Plaintiffs responded by filing a memorandum in October, noting that the Camp Lejeune Justice Act requires only to file a claim with the Navy to include facts that led to their injury and a demand for compensation, which they already did years ago. In other words, there is nothing in this new law that dictates they have to go through this red tape again.
In response to plaintiffs, the U.S. government in November argued that the new Camp Lejeune Justice Act requires each plaintiff to provide new notice of their claim under the law, and once again exhaust the administrative requirements.
According to the U.S.’s response, “plaintiffs admit that they have not exhausted their claims after the [Camp Lejeune Justice Act] CLJA’s enactment…Instead, Plaintiffs assert that the prior submission of a claim years before enactment of the CLJA is sufficient to satisfy the CLJA’s administrative exhaustion requirement, even though the Navy never had the opportunity to evaluate the claim under the standards of the CLJA.”
But plaintiffs countered: the Act never created the need for a new claim to be exhausted, but instead is meant to “vindicate” a preexisting claim already filed with the courts.
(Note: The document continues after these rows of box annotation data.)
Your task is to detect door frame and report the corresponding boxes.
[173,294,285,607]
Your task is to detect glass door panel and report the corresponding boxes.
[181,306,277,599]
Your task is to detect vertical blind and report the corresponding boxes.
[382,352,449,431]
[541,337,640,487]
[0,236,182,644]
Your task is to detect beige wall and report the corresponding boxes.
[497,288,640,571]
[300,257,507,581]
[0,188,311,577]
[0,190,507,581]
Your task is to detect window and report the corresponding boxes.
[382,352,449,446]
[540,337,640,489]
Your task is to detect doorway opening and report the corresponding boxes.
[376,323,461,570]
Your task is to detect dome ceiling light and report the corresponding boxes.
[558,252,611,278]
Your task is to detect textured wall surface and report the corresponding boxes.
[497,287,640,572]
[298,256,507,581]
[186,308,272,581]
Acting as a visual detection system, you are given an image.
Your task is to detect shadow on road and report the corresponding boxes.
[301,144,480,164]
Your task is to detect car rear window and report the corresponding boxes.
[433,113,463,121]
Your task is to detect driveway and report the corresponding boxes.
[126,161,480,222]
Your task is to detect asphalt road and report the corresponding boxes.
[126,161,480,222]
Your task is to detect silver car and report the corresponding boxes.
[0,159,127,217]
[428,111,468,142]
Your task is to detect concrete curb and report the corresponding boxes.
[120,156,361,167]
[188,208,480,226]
The plaintiffs’ memorandum included documents showing previous claims and denials on behalf of each of the plaintiffs who filed early lawsuits.
Deadline
Plaintiffs had until November 17 to file a final reply before Judge Dever determines whether the claims should be denied without prejudice. This denial would require each plaintiff –some with life-threatening illnesses -- to reinitiate the notice of their claims and wait yet another six months before filing a lawsuit.